Update README.md

e031ec9 verified about 1 year ago

3.16 kB

base_model:
  - unsloth/Llama-3.2-1B-Instruct
library_name: peft
license: apache-2.0
language:
  - en
pipeline_tag: text-generation

Model Details

Developed by: HackWeasel
Funded by: GT Edge AI
Model type: LLM
Language(s) (NLP): English
License: Apache license 2.0
Finetuned from model: unsloth/llama3.2-1b-instruct

Uses

Ask questions about movies which have been rated on IMDB

How to Get Started with the Model

Use the code below to get started with the model.

from peft import PeftModel, PeftConfig
from transformers import AutoModelForCausalLM, AutoTokenizer
import torch

# Set device
device = "cuda" if torch.cuda.is_available() else "cpu"

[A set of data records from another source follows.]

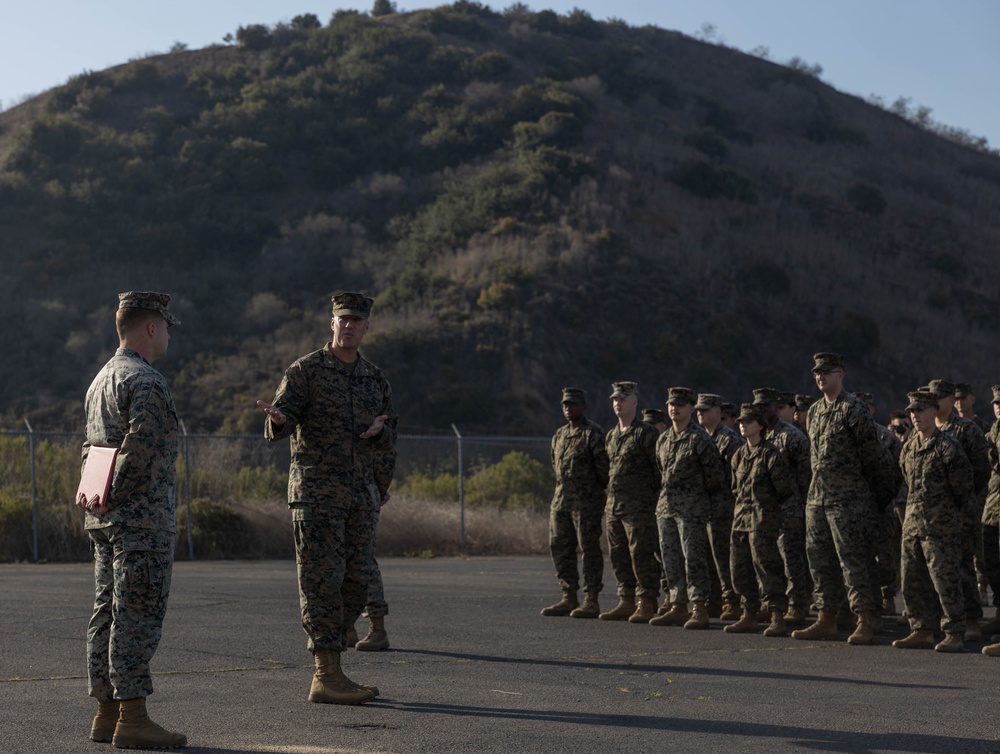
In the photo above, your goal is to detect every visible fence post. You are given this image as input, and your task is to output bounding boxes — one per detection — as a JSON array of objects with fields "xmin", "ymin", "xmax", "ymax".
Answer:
[
  {"xmin": 24, "ymin": 417, "xmax": 38, "ymax": 563},
  {"xmin": 451, "ymin": 424, "xmax": 465, "ymax": 555},
  {"xmin": 180, "ymin": 419, "xmax": 194, "ymax": 560}
]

def load_model(base_model_id, adapter_model_id):
    print("Loading models...")
    
    # Load tokenizer
    tokenizer = AutoTokenizer.from_pretrained(base_model_id)
    
    # Load base model (using model's built-in quantization)
    base_model = AutoModelForCausalLM.from_pretrained(
        base_model_id,
        device_map="auto",
        low_cpu_mem_usage=True
    )
    
    # Load the PEFT model
    model = PeftModel.from_pretrained(
        base_model, 
        adapter_model_id,
        device_map="auto"
    )
    
    model.eval()
    print("Models loaded!")
    return model, tokenizer

def generate_response(model, tokenizer, prompt, max_length=4096, temperature=0.7):
    with torch.no_grad():
        inputs = tokenizer(prompt, return_tensors="pt").to(device)
        outputs = model.generate(
            **inputs,
            max_length=max_length,
            temperature=temperature,
            do_sample=True,
            top_p=0.95,
            top_k=40,
            num_return_sequences=1,
            pad_token_id=tokenizer.eos_token_id
        )
        return tokenizer.decode(outputs[0], skip_special_tokens=True)

def main():
    model, tokenizer = load_model(
        "unsloth/llama-3.2-1b-instruct-bnb-4bit",
        "HackWeasel/llama-3.2-1b-QLORA-IMDB"
    )
    
    conversation_history = ""
    print("\nWelcome! Start chatting with the model (type 'quit' to exit)")
    print("Note: This model is fine-tuned on IMDB reviews data")
    
    while True:
        try:
            user_input = input("\nYou: ").strip()
            if user_input.lower() == 'quit':
                print("Goodbye!")
                break

            if conversation_history:
                full_prompt = f"{conversation_history}\nHuman: {user_input}\nAssistant:"
            else:
                full_prompt = f"Human: {user_input}\nAssistant:"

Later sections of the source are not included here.